Üç öğün yemek gelir sete; ama sanki asıl doyuran yemek değil, o kalabalığın içindeki sıcaklıktır. Çay kahve servisi de hiç durmaz, çünkü bir setin ruhu biraz da çay tepsisinin sesinde saklıdır. Bazen bir bardak çay, soğuk bir gecede insanın içini ısıtır; bazen bir kahve fincanı sabahın mahmurluğunu uzaklaştırır. Hele çekim arasında bir köşeye çekilip çayını yudumlarken birden herkesin ne kadar farklı hayatlardan gelip bir hikâyeyi ortaklaşa kurduğunu görmek… İşte o an setin sihirli tarafı başlar.
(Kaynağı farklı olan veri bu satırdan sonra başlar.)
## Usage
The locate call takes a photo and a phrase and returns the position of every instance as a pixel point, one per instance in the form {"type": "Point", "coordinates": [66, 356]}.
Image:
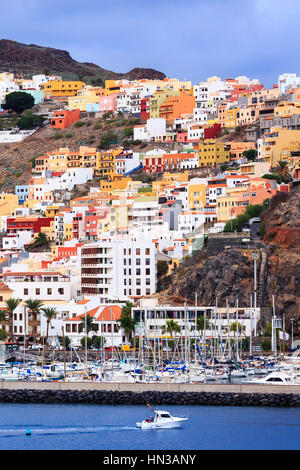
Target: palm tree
{"type": "Point", "coordinates": [34, 305]}
{"type": "Point", "coordinates": [41, 240]}
{"type": "Point", "coordinates": [282, 170]}
{"type": "Point", "coordinates": [126, 321]}
{"type": "Point", "coordinates": [49, 313]}
{"type": "Point", "coordinates": [7, 314]}
{"type": "Point", "coordinates": [171, 326]}
{"type": "Point", "coordinates": [88, 325]}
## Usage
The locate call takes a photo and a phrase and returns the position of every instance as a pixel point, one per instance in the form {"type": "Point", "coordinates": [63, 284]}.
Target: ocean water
{"type": "Point", "coordinates": [112, 427]}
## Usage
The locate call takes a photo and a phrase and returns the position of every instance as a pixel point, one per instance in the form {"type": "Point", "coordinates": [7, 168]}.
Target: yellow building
{"type": "Point", "coordinates": [286, 108]}
{"type": "Point", "coordinates": [106, 163]}
{"type": "Point", "coordinates": [157, 99]}
{"type": "Point", "coordinates": [8, 202]}
{"type": "Point", "coordinates": [278, 143]}
{"type": "Point", "coordinates": [112, 86]}
{"type": "Point", "coordinates": [68, 231]}
{"type": "Point", "coordinates": [231, 117]}
{"type": "Point", "coordinates": [85, 96]}
{"type": "Point", "coordinates": [227, 203]}
{"type": "Point", "coordinates": [63, 159]}
{"type": "Point", "coordinates": [197, 196]}
{"type": "Point", "coordinates": [212, 153]}
{"type": "Point", "coordinates": [49, 231]}
{"type": "Point", "coordinates": [61, 88]}
{"type": "Point", "coordinates": [167, 180]}
{"type": "Point", "coordinates": [51, 211]}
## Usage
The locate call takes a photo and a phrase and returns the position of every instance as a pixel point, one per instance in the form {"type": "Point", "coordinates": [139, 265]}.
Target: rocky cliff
{"type": "Point", "coordinates": [30, 59]}
{"type": "Point", "coordinates": [229, 274]}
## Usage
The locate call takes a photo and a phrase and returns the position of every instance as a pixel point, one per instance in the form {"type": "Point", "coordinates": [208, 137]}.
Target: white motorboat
{"type": "Point", "coordinates": [161, 420]}
{"type": "Point", "coordinates": [274, 378]}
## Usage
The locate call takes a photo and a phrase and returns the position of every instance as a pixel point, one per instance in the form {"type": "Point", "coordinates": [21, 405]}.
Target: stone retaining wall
{"type": "Point", "coordinates": [117, 397]}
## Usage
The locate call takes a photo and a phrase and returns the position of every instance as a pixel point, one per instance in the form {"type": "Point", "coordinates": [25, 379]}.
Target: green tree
{"type": "Point", "coordinates": [98, 341]}
{"type": "Point", "coordinates": [3, 335]}
{"type": "Point", "coordinates": [41, 240]}
{"type": "Point", "coordinates": [268, 330]}
{"type": "Point", "coordinates": [18, 101]}
{"type": "Point", "coordinates": [201, 324]}
{"type": "Point", "coordinates": [282, 171]}
{"type": "Point", "coordinates": [266, 345]}
{"type": "Point", "coordinates": [128, 132]}
{"type": "Point", "coordinates": [29, 120]}
{"type": "Point", "coordinates": [170, 327]}
{"type": "Point", "coordinates": [49, 313]}
{"type": "Point", "coordinates": [88, 325]}
{"type": "Point", "coordinates": [250, 154]}
{"type": "Point", "coordinates": [89, 342]}
{"type": "Point", "coordinates": [7, 314]}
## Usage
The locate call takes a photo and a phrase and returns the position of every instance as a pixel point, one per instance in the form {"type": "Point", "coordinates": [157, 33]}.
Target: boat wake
{"type": "Point", "coordinates": [36, 430]}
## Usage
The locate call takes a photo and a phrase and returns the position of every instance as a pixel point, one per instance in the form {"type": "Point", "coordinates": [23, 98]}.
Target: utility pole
{"type": "Point", "coordinates": [292, 322]}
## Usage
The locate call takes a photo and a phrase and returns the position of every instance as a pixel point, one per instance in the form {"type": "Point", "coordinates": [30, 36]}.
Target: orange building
{"type": "Point", "coordinates": [175, 106]}
{"type": "Point", "coordinates": [237, 149]}
{"type": "Point", "coordinates": [63, 119]}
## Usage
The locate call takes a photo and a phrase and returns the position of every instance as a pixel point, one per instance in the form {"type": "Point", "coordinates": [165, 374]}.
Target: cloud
{"type": "Point", "coordinates": [190, 40]}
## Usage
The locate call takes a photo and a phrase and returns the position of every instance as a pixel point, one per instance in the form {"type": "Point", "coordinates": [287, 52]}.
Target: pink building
{"type": "Point", "coordinates": [108, 103]}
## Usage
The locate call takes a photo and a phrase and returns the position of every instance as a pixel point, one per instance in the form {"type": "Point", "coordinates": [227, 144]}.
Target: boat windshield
{"type": "Point", "coordinates": [150, 420]}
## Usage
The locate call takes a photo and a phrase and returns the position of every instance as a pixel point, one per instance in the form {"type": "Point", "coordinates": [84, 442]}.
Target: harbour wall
{"type": "Point", "coordinates": [156, 394]}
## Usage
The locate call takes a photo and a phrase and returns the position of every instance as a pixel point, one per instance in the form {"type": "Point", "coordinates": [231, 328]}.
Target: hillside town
{"type": "Point", "coordinates": [100, 226]}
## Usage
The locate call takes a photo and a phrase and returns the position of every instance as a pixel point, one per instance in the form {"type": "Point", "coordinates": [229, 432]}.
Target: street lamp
{"type": "Point", "coordinates": [292, 322]}
{"type": "Point", "coordinates": [254, 256]}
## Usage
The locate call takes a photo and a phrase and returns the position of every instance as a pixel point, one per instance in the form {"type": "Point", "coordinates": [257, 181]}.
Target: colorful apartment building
{"type": "Point", "coordinates": [157, 99]}
{"type": "Point", "coordinates": [174, 106]}
{"type": "Point", "coordinates": [231, 117]}
{"type": "Point", "coordinates": [237, 149]}
{"type": "Point", "coordinates": [31, 224]}
{"type": "Point", "coordinates": [277, 143]}
{"type": "Point", "coordinates": [212, 153]}
{"type": "Point", "coordinates": [61, 88]}
{"type": "Point", "coordinates": [64, 118]}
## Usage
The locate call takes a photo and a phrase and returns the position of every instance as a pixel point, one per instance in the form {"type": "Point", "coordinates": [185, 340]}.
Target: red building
{"type": "Point", "coordinates": [212, 132]}
{"type": "Point", "coordinates": [22, 224]}
{"type": "Point", "coordinates": [153, 164]}
{"type": "Point", "coordinates": [67, 251]}
{"type": "Point", "coordinates": [182, 136]}
{"type": "Point", "coordinates": [64, 118]}
{"type": "Point", "coordinates": [145, 108]}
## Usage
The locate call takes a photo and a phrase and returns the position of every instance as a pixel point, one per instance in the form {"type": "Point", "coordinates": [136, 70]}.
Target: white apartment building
{"type": "Point", "coordinates": [152, 317]}
{"type": "Point", "coordinates": [118, 269]}
{"type": "Point", "coordinates": [42, 285]}
{"type": "Point", "coordinates": [154, 127]}
{"type": "Point", "coordinates": [287, 81]}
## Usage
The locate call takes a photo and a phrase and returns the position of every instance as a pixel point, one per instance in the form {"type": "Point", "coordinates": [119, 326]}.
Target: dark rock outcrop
{"type": "Point", "coordinates": [30, 59]}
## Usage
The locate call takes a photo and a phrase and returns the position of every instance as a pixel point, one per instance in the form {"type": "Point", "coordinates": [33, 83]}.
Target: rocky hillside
{"type": "Point", "coordinates": [30, 59]}
{"type": "Point", "coordinates": [282, 219]}
{"type": "Point", "coordinates": [229, 274]}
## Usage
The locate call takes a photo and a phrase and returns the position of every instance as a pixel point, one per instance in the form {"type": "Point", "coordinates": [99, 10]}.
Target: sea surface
{"type": "Point", "coordinates": [112, 427]}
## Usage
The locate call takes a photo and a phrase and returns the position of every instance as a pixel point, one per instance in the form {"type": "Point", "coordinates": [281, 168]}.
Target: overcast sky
{"type": "Point", "coordinates": [187, 39]}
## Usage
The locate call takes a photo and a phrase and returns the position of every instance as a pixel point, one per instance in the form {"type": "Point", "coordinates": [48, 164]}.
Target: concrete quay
{"type": "Point", "coordinates": [158, 394]}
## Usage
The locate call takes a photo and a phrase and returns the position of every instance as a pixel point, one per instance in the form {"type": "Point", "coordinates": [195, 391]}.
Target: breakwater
{"type": "Point", "coordinates": [113, 396]}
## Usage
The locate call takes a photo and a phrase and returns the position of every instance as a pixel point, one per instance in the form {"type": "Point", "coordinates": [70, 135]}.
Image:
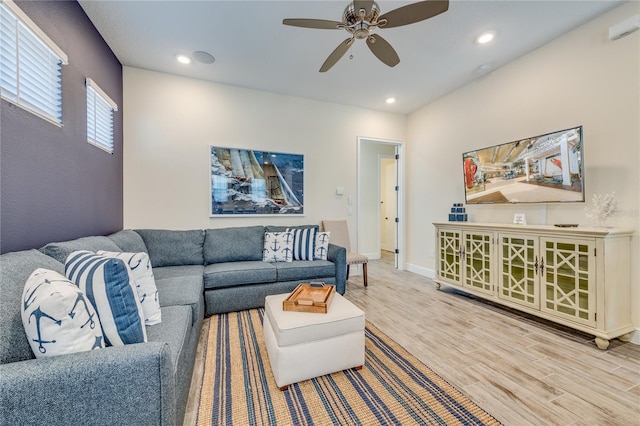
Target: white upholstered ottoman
{"type": "Point", "coordinates": [304, 345]}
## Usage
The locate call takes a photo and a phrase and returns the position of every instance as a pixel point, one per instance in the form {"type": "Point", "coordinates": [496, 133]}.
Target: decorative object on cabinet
{"type": "Point", "coordinates": [519, 219]}
{"type": "Point", "coordinates": [577, 277]}
{"type": "Point", "coordinates": [458, 213]}
{"type": "Point", "coordinates": [255, 182]}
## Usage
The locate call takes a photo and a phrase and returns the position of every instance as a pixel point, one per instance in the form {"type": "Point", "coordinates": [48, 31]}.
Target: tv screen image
{"type": "Point", "coordinates": [541, 169]}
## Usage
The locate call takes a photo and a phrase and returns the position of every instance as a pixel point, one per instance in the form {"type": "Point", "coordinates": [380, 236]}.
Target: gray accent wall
{"type": "Point", "coordinates": [54, 186]}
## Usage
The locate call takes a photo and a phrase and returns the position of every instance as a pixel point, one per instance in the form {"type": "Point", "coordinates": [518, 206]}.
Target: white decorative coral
{"type": "Point", "coordinates": [602, 207]}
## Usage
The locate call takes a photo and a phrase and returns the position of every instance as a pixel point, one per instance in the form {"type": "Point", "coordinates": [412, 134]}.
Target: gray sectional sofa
{"type": "Point", "coordinates": [197, 272]}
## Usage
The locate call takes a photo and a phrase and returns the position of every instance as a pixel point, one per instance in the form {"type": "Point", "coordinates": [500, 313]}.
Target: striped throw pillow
{"type": "Point", "coordinates": [109, 285]}
{"type": "Point", "coordinates": [304, 243]}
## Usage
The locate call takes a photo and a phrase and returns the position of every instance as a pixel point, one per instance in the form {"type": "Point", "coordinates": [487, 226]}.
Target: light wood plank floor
{"type": "Point", "coordinates": [522, 370]}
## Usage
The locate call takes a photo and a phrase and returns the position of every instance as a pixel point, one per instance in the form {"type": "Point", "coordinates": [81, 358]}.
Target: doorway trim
{"type": "Point", "coordinates": [399, 150]}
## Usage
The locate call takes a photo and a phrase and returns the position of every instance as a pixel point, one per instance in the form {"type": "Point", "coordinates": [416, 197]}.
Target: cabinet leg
{"type": "Point", "coordinates": [602, 343]}
{"type": "Point", "coordinates": [625, 337]}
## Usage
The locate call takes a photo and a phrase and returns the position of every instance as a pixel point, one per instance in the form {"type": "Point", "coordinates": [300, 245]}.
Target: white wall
{"type": "Point", "coordinates": [581, 78]}
{"type": "Point", "coordinates": [170, 122]}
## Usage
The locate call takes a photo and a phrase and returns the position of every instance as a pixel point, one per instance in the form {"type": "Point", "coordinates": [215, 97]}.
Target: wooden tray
{"type": "Point", "coordinates": [310, 297]}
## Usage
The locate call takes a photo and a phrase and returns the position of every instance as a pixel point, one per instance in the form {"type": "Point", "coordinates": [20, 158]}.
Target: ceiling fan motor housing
{"type": "Point", "coordinates": [360, 24]}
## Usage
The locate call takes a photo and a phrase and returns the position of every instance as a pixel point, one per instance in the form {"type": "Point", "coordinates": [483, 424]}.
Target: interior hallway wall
{"type": "Point", "coordinates": [171, 121]}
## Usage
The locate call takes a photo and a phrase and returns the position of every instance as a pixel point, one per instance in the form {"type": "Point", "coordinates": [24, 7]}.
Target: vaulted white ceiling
{"type": "Point", "coordinates": [253, 49]}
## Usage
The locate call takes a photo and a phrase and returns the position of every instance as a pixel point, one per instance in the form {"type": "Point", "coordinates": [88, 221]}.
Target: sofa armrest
{"type": "Point", "coordinates": [131, 384]}
{"type": "Point", "coordinates": [338, 255]}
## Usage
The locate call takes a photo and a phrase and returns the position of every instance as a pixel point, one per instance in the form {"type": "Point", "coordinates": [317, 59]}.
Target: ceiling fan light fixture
{"type": "Point", "coordinates": [486, 37]}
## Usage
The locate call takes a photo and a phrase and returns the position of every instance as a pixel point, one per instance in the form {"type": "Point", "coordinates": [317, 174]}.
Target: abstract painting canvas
{"type": "Point", "coordinates": [255, 182]}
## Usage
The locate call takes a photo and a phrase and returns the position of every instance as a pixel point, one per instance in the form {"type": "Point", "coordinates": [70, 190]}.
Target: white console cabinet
{"type": "Point", "coordinates": [578, 277]}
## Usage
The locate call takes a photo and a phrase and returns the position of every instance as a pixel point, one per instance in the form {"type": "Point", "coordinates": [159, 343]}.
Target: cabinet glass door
{"type": "Point", "coordinates": [449, 243]}
{"type": "Point", "coordinates": [519, 264]}
{"type": "Point", "coordinates": [477, 261]}
{"type": "Point", "coordinates": [567, 278]}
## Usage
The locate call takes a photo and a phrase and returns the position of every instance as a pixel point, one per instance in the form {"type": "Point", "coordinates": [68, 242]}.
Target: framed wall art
{"type": "Point", "coordinates": [255, 182]}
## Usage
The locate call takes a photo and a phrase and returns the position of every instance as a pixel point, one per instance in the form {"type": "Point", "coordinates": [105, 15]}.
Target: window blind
{"type": "Point", "coordinates": [100, 110]}
{"type": "Point", "coordinates": [30, 65]}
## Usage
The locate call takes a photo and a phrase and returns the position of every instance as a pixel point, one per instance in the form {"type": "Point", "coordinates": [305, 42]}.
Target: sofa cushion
{"type": "Point", "coordinates": [177, 272]}
{"type": "Point", "coordinates": [278, 247]}
{"type": "Point", "coordinates": [173, 248]}
{"type": "Point", "coordinates": [145, 284]}
{"type": "Point", "coordinates": [61, 250]}
{"type": "Point", "coordinates": [305, 270]}
{"type": "Point", "coordinates": [231, 274]}
{"type": "Point", "coordinates": [128, 240]}
{"type": "Point", "coordinates": [175, 330]}
{"type": "Point", "coordinates": [186, 290]}
{"type": "Point", "coordinates": [57, 316]}
{"type": "Point", "coordinates": [108, 284]}
{"type": "Point", "coordinates": [233, 244]}
{"type": "Point", "coordinates": [15, 269]}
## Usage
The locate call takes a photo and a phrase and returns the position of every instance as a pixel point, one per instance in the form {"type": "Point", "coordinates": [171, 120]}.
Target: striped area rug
{"type": "Point", "coordinates": [393, 387]}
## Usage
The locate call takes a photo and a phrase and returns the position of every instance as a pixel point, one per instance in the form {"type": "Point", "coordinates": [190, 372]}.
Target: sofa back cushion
{"type": "Point", "coordinates": [61, 250]}
{"type": "Point", "coordinates": [173, 248]}
{"type": "Point", "coordinates": [16, 267]}
{"type": "Point", "coordinates": [129, 241]}
{"type": "Point", "coordinates": [233, 244]}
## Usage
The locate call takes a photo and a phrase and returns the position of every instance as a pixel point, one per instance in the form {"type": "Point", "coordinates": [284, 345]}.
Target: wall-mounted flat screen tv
{"type": "Point", "coordinates": [543, 169]}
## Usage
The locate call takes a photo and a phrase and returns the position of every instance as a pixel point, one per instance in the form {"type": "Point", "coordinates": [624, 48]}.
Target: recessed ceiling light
{"type": "Point", "coordinates": [183, 59]}
{"type": "Point", "coordinates": [203, 57]}
{"type": "Point", "coordinates": [486, 37]}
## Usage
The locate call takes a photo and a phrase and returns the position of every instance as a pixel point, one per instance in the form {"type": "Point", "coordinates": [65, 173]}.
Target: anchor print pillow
{"type": "Point", "coordinates": [57, 316]}
{"type": "Point", "coordinates": [140, 266]}
{"type": "Point", "coordinates": [109, 285]}
{"type": "Point", "coordinates": [322, 246]}
{"type": "Point", "coordinates": [278, 247]}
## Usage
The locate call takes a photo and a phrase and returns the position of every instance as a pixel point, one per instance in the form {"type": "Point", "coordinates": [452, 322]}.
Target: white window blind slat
{"type": "Point", "coordinates": [30, 65]}
{"type": "Point", "coordinates": [100, 116]}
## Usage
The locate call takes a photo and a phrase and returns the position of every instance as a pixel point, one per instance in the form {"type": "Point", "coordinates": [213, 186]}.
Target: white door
{"type": "Point", "coordinates": [388, 204]}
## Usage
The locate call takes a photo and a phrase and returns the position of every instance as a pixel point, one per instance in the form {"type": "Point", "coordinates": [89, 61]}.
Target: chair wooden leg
{"type": "Point", "coordinates": [364, 272]}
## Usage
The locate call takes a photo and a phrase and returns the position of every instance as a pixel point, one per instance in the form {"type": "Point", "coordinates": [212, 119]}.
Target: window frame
{"type": "Point", "coordinates": [100, 96]}
{"type": "Point", "coordinates": [38, 37]}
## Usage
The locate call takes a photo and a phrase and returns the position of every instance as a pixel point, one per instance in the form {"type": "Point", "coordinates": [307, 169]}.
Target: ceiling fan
{"type": "Point", "coordinates": [361, 17]}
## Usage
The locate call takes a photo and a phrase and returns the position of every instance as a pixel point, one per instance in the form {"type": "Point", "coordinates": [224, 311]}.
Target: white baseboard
{"type": "Point", "coordinates": [635, 337]}
{"type": "Point", "coordinates": [425, 272]}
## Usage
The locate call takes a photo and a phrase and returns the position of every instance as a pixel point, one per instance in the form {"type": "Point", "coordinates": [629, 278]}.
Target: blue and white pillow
{"type": "Point", "coordinates": [304, 243]}
{"type": "Point", "coordinates": [57, 316]}
{"type": "Point", "coordinates": [278, 247]}
{"type": "Point", "coordinates": [322, 245]}
{"type": "Point", "coordinates": [140, 266]}
{"type": "Point", "coordinates": [108, 284]}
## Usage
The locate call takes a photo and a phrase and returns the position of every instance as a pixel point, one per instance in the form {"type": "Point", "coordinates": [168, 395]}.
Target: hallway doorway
{"type": "Point", "coordinates": [380, 198]}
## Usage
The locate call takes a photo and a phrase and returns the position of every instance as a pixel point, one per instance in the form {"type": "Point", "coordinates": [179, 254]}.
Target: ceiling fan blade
{"type": "Point", "coordinates": [383, 50]}
{"type": "Point", "coordinates": [321, 24]}
{"type": "Point", "coordinates": [362, 4]}
{"type": "Point", "coordinates": [336, 55]}
{"type": "Point", "coordinates": [413, 13]}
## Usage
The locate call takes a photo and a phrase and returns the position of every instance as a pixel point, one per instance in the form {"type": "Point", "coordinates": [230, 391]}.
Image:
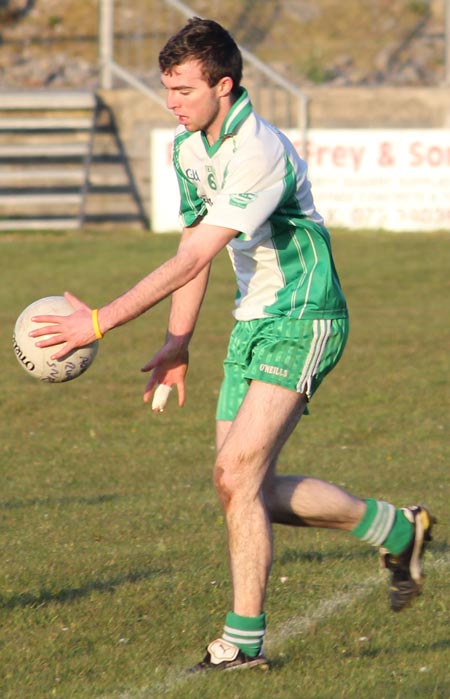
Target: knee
{"type": "Point", "coordinates": [224, 484]}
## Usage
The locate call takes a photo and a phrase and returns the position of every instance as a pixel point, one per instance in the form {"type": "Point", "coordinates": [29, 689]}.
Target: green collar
{"type": "Point", "coordinates": [237, 114]}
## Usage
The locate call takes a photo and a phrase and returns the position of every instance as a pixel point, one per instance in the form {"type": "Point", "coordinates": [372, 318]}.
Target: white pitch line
{"type": "Point", "coordinates": [290, 629]}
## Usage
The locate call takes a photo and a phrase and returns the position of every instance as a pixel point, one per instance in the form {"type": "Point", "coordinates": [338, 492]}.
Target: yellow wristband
{"type": "Point", "coordinates": [97, 331]}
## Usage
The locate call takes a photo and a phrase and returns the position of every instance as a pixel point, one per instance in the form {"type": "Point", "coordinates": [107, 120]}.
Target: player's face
{"type": "Point", "coordinates": [195, 104]}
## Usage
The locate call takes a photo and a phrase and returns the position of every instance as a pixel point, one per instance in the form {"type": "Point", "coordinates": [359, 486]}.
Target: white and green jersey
{"type": "Point", "coordinates": [252, 180]}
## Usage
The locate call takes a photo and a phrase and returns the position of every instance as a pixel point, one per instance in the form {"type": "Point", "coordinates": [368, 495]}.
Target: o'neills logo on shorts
{"type": "Point", "coordinates": [267, 369]}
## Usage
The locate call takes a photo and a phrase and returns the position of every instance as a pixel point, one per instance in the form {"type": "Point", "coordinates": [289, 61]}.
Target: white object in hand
{"type": "Point", "coordinates": [160, 397]}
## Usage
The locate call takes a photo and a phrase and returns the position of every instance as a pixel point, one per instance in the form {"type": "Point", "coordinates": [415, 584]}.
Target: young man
{"type": "Point", "coordinates": [243, 186]}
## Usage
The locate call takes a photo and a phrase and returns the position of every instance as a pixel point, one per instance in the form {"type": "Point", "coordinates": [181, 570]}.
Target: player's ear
{"type": "Point", "coordinates": [225, 86]}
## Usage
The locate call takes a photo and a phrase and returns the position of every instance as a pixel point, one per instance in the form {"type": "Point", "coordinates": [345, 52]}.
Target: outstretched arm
{"type": "Point", "coordinates": [170, 364]}
{"type": "Point", "coordinates": [76, 330]}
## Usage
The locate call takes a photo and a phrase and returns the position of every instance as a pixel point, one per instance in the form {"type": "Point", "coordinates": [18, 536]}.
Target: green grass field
{"type": "Point", "coordinates": [113, 570]}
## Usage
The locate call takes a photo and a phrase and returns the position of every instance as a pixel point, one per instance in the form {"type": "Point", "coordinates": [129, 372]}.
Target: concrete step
{"type": "Point", "coordinates": [26, 176]}
{"type": "Point", "coordinates": [44, 123]}
{"type": "Point", "coordinates": [46, 99]}
{"type": "Point", "coordinates": [42, 150]}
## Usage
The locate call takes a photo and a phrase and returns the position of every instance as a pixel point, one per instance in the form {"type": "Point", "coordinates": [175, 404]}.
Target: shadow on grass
{"type": "Point", "coordinates": [51, 502]}
{"type": "Point", "coordinates": [296, 555]}
{"type": "Point", "coordinates": [45, 597]}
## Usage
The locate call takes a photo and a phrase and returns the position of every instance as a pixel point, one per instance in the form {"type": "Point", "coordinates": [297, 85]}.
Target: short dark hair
{"type": "Point", "coordinates": [208, 42]}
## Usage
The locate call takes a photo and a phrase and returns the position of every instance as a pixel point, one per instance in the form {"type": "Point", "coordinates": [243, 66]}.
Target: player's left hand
{"type": "Point", "coordinates": [75, 330]}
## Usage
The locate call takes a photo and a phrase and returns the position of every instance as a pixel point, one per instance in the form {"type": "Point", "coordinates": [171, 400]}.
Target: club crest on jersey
{"type": "Point", "coordinates": [242, 200]}
{"type": "Point", "coordinates": [192, 174]}
{"type": "Point", "coordinates": [211, 177]}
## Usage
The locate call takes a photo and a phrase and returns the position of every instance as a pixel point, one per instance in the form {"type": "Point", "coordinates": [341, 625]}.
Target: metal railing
{"type": "Point", "coordinates": [274, 97]}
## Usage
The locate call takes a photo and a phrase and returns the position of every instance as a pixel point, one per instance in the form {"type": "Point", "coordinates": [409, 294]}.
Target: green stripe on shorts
{"type": "Point", "coordinates": [294, 354]}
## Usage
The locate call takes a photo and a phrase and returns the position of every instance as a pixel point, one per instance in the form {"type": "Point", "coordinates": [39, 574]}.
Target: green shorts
{"type": "Point", "coordinates": [295, 354]}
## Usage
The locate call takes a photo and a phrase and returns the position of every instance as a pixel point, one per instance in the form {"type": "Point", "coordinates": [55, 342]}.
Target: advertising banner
{"type": "Point", "coordinates": [391, 179]}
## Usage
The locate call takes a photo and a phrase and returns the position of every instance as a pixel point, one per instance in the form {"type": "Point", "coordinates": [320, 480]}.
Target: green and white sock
{"type": "Point", "coordinates": [245, 632]}
{"type": "Point", "coordinates": [383, 525]}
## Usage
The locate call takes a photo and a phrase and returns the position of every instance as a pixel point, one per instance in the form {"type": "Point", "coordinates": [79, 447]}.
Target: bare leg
{"type": "Point", "coordinates": [253, 496]}
{"type": "Point", "coordinates": [247, 448]}
{"type": "Point", "coordinates": [310, 502]}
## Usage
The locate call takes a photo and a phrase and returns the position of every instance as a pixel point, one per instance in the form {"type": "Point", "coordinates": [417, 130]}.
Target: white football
{"type": "Point", "coordinates": [37, 360]}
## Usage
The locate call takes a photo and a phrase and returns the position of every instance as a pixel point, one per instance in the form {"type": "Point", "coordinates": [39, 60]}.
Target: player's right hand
{"type": "Point", "coordinates": [169, 367]}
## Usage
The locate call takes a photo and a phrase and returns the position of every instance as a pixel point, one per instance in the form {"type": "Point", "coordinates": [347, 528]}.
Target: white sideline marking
{"type": "Point", "coordinates": [276, 637]}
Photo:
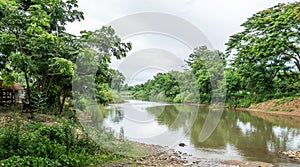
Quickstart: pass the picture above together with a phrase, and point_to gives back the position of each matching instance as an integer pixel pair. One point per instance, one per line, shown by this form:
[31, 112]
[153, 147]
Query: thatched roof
[15, 86]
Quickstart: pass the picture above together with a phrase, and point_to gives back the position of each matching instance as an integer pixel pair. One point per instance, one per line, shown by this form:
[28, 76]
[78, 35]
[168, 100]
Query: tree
[208, 67]
[267, 49]
[33, 39]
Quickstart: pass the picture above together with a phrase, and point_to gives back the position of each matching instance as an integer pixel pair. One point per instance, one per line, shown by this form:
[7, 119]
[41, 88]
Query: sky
[164, 32]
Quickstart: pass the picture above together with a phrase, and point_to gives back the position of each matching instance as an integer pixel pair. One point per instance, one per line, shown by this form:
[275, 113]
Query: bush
[36, 144]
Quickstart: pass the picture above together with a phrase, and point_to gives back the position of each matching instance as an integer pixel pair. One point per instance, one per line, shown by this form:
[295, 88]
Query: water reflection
[239, 135]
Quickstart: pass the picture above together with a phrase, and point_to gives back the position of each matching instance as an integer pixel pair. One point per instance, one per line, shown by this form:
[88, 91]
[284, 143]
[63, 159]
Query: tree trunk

Bazıları der ki, “Evde otur, dinlen.” Ama ben bilirim ki insan bazen evde oturdukça daralır, içi sıkışır, sesler susar. Oysa sete gidince hem eğlenirsin, hem öğrenirsin, hem de para kazanırsın. Bu üçü bir araya pek az yerde bulunur. Sete her gidişimde kendimi yeni bir dünyanın kapısından içeri giriyor gibi hissederim. Orada zaman bükülür, mekân değişir, insanlar başka bir çehreye bürünür. Günün sonunda eve dönerken yüzümde hafif bir yorgunluk, içimde ise büyük bir mutluluk bırakır.
Belki de oyunculuğu bu yüzden seviyorum… Çünkü oyunculuk bana başka hayatların aynasını tutuyor. İçimdeki çocuğun oyun oynama isteğini, içimdeki gezginin yeni dünyalar görme arzusunu, içimdeki insanın merak duygusunu besliyor. Her rol, kendi hayatımdan küçük bir tatil gibi. Kısa süreliğine başka bir ben olup geri dönüyorum. Belki de en çok bu hissi seviyorum: Kendini sürekli yenilemek, sürekli tazelenmek.
Oyunculuk… Kimi zaman tarihin tozunda, kimi zaman modern şehrin telaşında, kimi zaman bir dervişin sessizliğinde, kimi zaman bir beyin heybetinde… Ama her defasında kendine doğru bir yolculuk aslında. Setten çıktığımda üzerimden kıyafetimi çıkarıyorum ama rolün ruhu bir süre daha benimle kalıyor. Çünkü oyunculuk sadece kamera önünde durmak değil; insanın kendi içindeki aynalara bakması, kendini yeniden anlaması, yeniden keşfetmesidir.
Ben de bunun için seviyorum oyunculuğu.
Hem hayatıma renk kattığı için,
hem beni ben yapan duyguları canlandırdığı için,
hem de her sahnede kendime yeni bir kapı açtığı için.